Unstructured content indexing and handling

The information stored in unstructured content can be organized and stored from several locations, including the WebSphere Commerce database, in file systems of servers, and on the Internet. Therefore, the indexing process of unstructured content uses a hybrid of data sources to create indexing information using the existing WebSphere Commerce Search indexing framework.

Important: WebSphere Commerce Search indexes decrypted unstructured data by default. That is, processing encrypted data with WebSphere Commerce Search is not supported.

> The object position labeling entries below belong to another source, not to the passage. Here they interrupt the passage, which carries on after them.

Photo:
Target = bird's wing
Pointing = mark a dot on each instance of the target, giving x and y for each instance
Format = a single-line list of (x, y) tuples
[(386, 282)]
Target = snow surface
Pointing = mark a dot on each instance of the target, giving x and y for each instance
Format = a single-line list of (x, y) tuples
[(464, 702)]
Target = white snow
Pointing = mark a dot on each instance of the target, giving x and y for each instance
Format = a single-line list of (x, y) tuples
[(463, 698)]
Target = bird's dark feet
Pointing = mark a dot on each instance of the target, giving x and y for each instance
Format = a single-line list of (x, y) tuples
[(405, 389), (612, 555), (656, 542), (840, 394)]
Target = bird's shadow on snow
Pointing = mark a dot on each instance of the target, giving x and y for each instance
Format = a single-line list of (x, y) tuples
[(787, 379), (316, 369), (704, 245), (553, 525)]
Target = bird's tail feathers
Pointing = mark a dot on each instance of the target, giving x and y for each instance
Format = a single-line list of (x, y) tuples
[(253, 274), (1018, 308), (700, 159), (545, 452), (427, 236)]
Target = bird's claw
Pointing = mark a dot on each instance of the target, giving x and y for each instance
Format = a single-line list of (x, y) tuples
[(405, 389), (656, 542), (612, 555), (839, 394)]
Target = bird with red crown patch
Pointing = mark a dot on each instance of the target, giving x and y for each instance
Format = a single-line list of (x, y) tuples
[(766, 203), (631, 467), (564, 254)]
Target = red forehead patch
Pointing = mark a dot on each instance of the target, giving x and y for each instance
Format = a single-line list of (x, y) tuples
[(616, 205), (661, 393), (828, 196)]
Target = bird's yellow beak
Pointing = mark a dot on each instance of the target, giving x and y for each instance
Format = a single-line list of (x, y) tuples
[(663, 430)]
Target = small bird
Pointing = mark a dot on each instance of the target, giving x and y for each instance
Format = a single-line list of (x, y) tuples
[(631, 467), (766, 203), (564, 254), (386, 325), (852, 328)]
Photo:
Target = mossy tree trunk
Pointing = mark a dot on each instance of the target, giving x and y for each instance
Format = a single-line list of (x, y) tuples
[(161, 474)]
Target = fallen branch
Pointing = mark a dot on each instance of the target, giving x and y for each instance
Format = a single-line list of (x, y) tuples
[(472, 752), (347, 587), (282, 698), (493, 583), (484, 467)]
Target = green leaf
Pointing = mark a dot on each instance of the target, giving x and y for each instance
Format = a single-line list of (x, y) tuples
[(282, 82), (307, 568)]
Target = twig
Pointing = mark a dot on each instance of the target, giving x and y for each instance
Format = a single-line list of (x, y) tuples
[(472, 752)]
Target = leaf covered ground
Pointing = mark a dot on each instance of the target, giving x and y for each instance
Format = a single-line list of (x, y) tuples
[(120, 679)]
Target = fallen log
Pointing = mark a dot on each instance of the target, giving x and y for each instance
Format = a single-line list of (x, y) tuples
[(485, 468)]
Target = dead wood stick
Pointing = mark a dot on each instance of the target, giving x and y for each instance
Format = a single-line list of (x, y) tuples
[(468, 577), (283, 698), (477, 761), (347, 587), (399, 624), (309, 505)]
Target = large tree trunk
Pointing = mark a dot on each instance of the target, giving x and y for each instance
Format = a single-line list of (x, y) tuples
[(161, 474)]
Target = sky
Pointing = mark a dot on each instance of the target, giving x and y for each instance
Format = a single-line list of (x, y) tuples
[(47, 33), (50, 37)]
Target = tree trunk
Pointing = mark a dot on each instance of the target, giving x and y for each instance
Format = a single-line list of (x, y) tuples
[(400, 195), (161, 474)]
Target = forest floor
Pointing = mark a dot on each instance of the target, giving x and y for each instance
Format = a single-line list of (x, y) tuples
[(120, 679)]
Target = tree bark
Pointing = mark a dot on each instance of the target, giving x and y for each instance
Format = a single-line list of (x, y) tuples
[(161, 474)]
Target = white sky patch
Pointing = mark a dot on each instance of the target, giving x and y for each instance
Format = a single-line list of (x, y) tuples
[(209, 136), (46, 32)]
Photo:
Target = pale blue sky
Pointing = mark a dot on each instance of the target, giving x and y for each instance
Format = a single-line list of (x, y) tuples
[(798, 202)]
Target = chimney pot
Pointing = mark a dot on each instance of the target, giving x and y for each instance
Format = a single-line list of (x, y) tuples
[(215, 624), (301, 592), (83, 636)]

Unstructured content organization and retrieval

Unstructured content includes catalog entry information and their associated attachments. WebSphere Commerce attachments are used to find the catalog entry related attachment for a specific language. Since not all attachments contain a language_id, the default behavior merges the null language_id results with the specific language_id results. For example, the following SQL statement results in this search:


SELECT ATCHREL.atchrel_id, CE.CATENTRY_ID, ATCHAST.atchast_id, ATCHTGT.identifier, ATCHTGTDSC.name, ATCHTGTDSC.shortdescription, ATCHTGTDSC.longdescription,
ATCHAST.atchastpath , STORE.directory, ATCHAST.directorypath, ATCHAST.mimetype, ATCHASTLG.language_id, ATCHRLUS.Image, ATCHRLUS.identifier rulename
FROM TI_CATENTRY_0 CE
JOIN ATCHREL ON ATCHREL.BIGINTOBJECT_ID = CE.CATENTRY_ID
JOIN ATCHOBJTYP ON (ATCHREL.ATCHOBJTYP_ID = ATCHOBJTYP.ATCHOBJTYP_ID AND ATCHOBJTYP.IDENTIFIER = 'CATENTRY')
LEFT JOIN ATCHTGT on (ATCHREL.atchtgt_id = ATCHTGT.atchtgt_id )
LEFT JOIN ATCHAST on (ATCHAST.atchtgt_id = ATCHTGT.atchtgt_id)
LEFT JOIN ATCHASTLG on (ATCHASTLG.atchast_id = ATCHAST.atchast_id)
LEFT JOIN ATCHTGTDSC on (ATCHTGTDSC.atchtgt_id = ATCHTGT.atchtgt_id AND ATCHTGTDSC.language_id=?language_id?)
JOIN ATCHRLUS ON (ATCHREL.ATCHRLUS_ID = ATCHRLUS.ATCHRLUS_ID)
LEFT JOIN STORE on (ATCHAST.storeent_id = STORE.store_id)
WHERE (ATCHASTLG.atchastlg_id is null or ATCHASTLG.language_id=?language_id?) order by ATCHREL.atchrel_id

Where the language_id is defined from the WebSphere Commerce table, -1 represents United States English and the catentry_id list is the input parameter. The result of the search contains the catentry_id, attachment path, attachment usage, and attachment description. The default attachment usage type list is DOCUMENTS, USERMANUAL, WARRANTY, and OTHER. For customization, these usage types are configurable to meet your specific search requirements.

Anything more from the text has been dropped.